While Man of Steel spends almost a quarter of the new film waffling around on Krypton, with flying monsters, and council members in Time Lord robes and Russell Crowe being grim, Grant Morrison sums up Superman's origin story on ONE page, with four panels. Because you're a native tribesman in the Amazon jungle, you've probably heard of Superman, and you KNOW how he came to be on Earth. His planet, Krypton was doomed - his parents sent him to Earth, where he was adopted by Jonathan and Martha Kent. That part of his story is not what makes him remarkable and heroic.
In the twelve issues of the comic, Superman is poisoned by solar radiation, thanks to a diabolical plot by Lex Luthor. He has less than a year left to live, but decides to keep this information from the general public. In the year he has left, Superman performs eleven near-impossible labors, before he leaves Earth to complete the twelfth and final one, to rebuild the sun from the inside out, saving humanity yet again.
Morrison doesn't just write a great Superman. Jimmy Olsen is given a much meatier role here than just Superman's slightly dumb sidekick (the issue devoted to him is great), and it's not difficult to see why Lois Lane is both a star reporter and the love of Superman's life. In the second issue, she is given superpowers for 24 hours as a birthday present from Superman, and it's a thing of beauty. While my husband loves every single issue, I'm not quite as fond of the Bizarro storyline, or the one with the Kryptonian villains I can take or leave, as well. But then there's the issue that deals with Superman's relationship with his adopted father, Jonathan Kent, which makes me cry every time, and the simply spectacular issue 10, which may be my favourite issue of a comic book ever written. Yes, better even than anything by Neil Gaiman or Mike Carey or Gail Simone or Alan Moore.
The various issues are gorgeously illustrated by Morrison's many time collaborator, Frank Quitely. The art is really wonderfully showcased in the over-sized Absolute hardcover edition, making the many subtle details that Quitely puts in his art, and which you often don't notice until the second, or third, or even fourth time you read through the issues. The Absolute Edition also has a number of extra features which make the reading experience even more rewarding, such as Grant Morrison's notes on the various characters, and his thoughts on each of them.

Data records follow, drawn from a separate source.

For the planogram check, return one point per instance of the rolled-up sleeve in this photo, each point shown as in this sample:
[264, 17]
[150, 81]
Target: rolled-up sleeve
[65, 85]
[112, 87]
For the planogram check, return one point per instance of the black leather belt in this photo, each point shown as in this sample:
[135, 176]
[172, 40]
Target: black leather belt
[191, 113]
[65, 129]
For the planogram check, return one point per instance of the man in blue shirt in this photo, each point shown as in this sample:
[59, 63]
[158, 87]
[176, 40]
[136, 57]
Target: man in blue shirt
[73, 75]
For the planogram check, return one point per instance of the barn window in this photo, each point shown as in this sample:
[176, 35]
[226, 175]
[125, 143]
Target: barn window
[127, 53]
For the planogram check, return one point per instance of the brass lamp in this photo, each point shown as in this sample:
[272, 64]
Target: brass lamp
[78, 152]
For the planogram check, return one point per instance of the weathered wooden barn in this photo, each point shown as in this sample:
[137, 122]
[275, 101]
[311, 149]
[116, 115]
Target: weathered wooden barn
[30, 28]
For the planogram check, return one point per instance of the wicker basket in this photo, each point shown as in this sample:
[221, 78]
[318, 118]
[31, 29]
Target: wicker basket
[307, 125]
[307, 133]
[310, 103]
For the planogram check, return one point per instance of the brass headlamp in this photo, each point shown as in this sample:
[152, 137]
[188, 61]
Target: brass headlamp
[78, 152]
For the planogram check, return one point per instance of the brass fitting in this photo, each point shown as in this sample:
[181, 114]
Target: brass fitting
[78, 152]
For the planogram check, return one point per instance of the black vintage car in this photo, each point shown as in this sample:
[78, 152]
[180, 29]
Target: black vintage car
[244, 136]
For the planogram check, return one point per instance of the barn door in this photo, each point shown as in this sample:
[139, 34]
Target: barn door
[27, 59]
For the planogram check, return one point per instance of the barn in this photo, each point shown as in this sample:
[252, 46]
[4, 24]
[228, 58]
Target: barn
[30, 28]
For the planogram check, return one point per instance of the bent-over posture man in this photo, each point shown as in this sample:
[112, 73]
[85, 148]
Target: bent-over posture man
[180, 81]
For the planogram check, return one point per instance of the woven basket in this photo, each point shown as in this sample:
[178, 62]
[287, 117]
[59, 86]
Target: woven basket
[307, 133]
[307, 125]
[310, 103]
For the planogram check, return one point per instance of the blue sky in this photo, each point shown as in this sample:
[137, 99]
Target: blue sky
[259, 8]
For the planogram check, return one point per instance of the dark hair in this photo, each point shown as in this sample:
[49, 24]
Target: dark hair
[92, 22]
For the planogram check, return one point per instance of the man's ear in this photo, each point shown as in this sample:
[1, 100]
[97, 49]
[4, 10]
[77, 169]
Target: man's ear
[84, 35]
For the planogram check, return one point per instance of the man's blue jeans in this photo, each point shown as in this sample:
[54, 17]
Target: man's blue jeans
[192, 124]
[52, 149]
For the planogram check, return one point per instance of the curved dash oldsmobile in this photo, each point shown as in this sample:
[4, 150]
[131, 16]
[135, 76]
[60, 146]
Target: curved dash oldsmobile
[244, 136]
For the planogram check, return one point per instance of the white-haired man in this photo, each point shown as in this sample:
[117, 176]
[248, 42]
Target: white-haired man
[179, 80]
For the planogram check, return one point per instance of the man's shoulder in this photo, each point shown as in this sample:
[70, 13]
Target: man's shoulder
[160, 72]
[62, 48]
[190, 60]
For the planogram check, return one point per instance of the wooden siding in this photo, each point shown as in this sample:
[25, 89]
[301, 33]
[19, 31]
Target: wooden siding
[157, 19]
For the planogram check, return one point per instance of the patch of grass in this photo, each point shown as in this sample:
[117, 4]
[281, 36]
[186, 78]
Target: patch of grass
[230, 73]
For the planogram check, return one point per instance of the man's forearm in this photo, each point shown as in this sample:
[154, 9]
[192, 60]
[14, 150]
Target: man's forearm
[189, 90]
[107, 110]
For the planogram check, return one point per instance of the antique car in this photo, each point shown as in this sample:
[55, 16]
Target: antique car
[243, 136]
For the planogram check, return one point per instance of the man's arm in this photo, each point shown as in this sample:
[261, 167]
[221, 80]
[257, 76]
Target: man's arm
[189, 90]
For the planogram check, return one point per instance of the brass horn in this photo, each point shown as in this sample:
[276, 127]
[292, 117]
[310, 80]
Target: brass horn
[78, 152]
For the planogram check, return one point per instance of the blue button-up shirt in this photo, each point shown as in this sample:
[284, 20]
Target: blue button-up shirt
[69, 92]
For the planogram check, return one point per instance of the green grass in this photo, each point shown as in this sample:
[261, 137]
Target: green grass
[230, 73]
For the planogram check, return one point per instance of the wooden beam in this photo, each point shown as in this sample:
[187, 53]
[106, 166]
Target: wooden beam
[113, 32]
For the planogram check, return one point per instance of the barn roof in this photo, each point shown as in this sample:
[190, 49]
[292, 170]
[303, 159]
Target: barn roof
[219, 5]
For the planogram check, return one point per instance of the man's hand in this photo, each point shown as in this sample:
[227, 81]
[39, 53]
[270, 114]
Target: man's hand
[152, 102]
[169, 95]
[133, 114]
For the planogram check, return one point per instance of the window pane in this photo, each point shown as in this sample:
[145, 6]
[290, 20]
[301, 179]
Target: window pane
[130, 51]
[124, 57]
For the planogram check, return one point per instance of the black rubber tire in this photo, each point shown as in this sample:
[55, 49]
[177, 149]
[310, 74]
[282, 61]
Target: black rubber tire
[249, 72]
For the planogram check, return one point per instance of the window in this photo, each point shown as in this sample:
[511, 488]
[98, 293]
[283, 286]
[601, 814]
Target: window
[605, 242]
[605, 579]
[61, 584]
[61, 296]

Basically, if you're already a Superman fan, you HAVE to read this comic, if you haven't already. If you're not, and you've always told yourself that he's too lame and goody goody and he's just not all that interesting, you should let Grant Morrison try to change your mind. If you can read these twelve issues, and still not see that Superman is awesome, then I cannot help you, my friend. But at least you've read something truly remarkable.